DWP could pay £100m for pensions blunder

The Department for Work and Pensions (DWP) may have to pay £100 million in underpaid pensions to married women.

It is understood they have set up a special claims unit for those women who fear they have missed out on the payments.


The blunder was uncovered after former pensions minister Sir Steve Webb found that tens of thousands of wives, widows and divorcees may have been underpaid for years.

The error involves women who reached state pension age before April 2016 and are entitled to receive a pension based on their husband’s National Insurance record.


After receiving a question in his newspaper column Sir Steve found many women were unaware that they were entitled to the increased payment so he initiated an investigation.

Now Peter Schofield, the DWP’s top civil servant, has told the Work & Pensions Select Committee that 11,000 women have already been in touch and 7,200 claims have been processed so far.

Approximately 1,900 have been found to have been underpaid and will each receive an average lump sum payment of £10,000.


A petition started by Sir Steve, demanding that the DWP has trawl all its records rather than wait for claims to be made, has obtained more than 10,000 signatures which means the department must respond.

Sir Steve estimates the DWP will have to pay out between £25 million and £30 million on the claims received so far and as much as £100 million once the trawl has been completed.

Two widows have already received payouts of £115,000 and £117,000.

Many more

Sir Steve believes many more underpayments will be discovered. He said: “The vast scale of this under-payment is only now starting to come to light.

“Back in May we estimated that tens of thousands of women were not getting the right amount of state pension, and millions of pounds have already been paid over.

But it has become increasingly clear that the DWP’s trawl of its own records is uncovering a can of worms and the final bill seems set to be over £100million.

“Many of these women have been underpaid for a decade or more, and the situation needs to be put right as a matter of urgency.”


In his evidence to the Select Committee Mr Schofield said the current team of 37 civil servants working on the investigation would be expanded and that, though initial trawls often revealed very large number of potential claimants, each would have to be examined manually.

But he did admit that many more women are likely to be identified as being underpaid.

Active claim

Sir Steve commented that it was unclear how long the department’s investigation would take and warned that married women whose husband turned 65 before March 17th 2008 will only get an increase if they make an active claim.

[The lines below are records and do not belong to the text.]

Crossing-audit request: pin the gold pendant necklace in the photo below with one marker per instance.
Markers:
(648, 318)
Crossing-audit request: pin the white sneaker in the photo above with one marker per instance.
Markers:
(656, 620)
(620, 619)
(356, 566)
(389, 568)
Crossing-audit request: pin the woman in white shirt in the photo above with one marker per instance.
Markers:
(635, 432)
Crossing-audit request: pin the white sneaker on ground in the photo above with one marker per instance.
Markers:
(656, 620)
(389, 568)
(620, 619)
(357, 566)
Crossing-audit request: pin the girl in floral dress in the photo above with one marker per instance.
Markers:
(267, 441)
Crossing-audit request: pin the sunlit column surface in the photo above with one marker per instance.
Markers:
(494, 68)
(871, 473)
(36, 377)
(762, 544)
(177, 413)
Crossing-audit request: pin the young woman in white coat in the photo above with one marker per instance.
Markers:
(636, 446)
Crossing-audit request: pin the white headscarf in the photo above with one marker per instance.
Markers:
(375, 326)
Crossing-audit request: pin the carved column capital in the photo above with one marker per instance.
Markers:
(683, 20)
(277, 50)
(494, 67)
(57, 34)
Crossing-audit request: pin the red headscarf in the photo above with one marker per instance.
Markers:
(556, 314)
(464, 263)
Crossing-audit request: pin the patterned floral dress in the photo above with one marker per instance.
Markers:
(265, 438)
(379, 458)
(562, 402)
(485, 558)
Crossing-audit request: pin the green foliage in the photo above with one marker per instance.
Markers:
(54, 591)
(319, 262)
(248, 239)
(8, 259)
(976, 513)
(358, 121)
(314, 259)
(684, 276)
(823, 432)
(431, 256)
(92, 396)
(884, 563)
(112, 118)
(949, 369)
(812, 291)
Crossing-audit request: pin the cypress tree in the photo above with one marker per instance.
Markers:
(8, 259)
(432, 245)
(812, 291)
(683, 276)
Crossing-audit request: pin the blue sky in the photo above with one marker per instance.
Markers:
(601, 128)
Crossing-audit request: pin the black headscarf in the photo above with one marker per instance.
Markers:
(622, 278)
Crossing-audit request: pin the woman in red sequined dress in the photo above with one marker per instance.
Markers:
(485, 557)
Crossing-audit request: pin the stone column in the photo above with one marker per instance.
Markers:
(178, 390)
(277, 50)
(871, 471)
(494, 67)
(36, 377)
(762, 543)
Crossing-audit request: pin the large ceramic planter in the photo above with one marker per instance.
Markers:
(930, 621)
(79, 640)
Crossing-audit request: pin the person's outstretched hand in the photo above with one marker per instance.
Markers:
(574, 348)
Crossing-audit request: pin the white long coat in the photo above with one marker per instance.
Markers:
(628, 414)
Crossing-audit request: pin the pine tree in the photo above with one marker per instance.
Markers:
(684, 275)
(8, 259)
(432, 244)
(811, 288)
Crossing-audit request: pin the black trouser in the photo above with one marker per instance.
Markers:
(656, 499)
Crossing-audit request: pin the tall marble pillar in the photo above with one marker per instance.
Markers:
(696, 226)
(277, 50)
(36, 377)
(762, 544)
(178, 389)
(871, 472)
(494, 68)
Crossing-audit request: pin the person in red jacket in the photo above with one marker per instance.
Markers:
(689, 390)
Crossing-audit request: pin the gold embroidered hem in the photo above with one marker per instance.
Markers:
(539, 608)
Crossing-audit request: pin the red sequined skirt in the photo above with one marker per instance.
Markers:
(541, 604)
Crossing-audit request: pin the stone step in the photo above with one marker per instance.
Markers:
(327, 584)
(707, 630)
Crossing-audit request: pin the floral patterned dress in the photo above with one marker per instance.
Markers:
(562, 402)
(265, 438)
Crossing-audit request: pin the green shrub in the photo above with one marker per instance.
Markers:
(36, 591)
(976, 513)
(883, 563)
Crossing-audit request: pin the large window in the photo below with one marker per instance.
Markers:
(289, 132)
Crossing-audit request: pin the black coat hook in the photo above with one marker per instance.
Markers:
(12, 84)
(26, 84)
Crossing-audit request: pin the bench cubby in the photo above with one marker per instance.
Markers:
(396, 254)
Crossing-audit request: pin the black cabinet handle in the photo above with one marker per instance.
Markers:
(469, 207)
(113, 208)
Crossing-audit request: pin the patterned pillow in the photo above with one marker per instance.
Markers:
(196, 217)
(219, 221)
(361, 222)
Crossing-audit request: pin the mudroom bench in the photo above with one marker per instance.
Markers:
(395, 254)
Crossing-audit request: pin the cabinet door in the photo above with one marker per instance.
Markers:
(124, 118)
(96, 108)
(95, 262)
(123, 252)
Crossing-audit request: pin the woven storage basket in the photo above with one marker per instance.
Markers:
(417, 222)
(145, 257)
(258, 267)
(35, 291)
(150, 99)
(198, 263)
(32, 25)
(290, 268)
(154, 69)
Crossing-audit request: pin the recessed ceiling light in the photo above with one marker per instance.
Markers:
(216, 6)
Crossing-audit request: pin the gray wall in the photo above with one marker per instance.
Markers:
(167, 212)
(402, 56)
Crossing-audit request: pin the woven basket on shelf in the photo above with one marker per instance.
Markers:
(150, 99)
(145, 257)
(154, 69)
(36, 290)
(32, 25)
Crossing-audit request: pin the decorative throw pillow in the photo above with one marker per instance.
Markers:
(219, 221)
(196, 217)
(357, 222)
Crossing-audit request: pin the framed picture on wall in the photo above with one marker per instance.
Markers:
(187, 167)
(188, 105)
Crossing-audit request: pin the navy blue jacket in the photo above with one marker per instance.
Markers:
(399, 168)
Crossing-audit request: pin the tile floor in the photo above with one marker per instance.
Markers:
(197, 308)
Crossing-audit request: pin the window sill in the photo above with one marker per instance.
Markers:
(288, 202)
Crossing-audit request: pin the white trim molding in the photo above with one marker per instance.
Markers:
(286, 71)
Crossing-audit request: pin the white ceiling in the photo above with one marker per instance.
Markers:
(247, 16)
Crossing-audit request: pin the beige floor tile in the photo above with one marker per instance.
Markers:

Baroness Ros Altmann, another former pensions minister, has also demanded the DWP get to grips with the situation and to explain what went so badly wrong with its system.

Really important

She said: “This is a really important issue. Women have much lower pensions than men and make up the majority of pensioners in poverty.

“Many of them are living on far less than they are entitled to, because the DWP has failed to pay them the right amount and I am pleased to see the DWP is now looking into the matter properly.


“These women need to be repaid urgently and the public needs to know why the mistakes have occurred.

We deserve an explanation for the failure to correctly inform the women and to understand what has gone wrong, so that such mistakes are less likely to happen in future.

“Of course, with a system that pays money to millions of people every week there are bound to be some mistakes, but this seems to have been a significant problem that affects only older women, who are some of the most vulnerable people in our society.

They deserve special attention urgently.”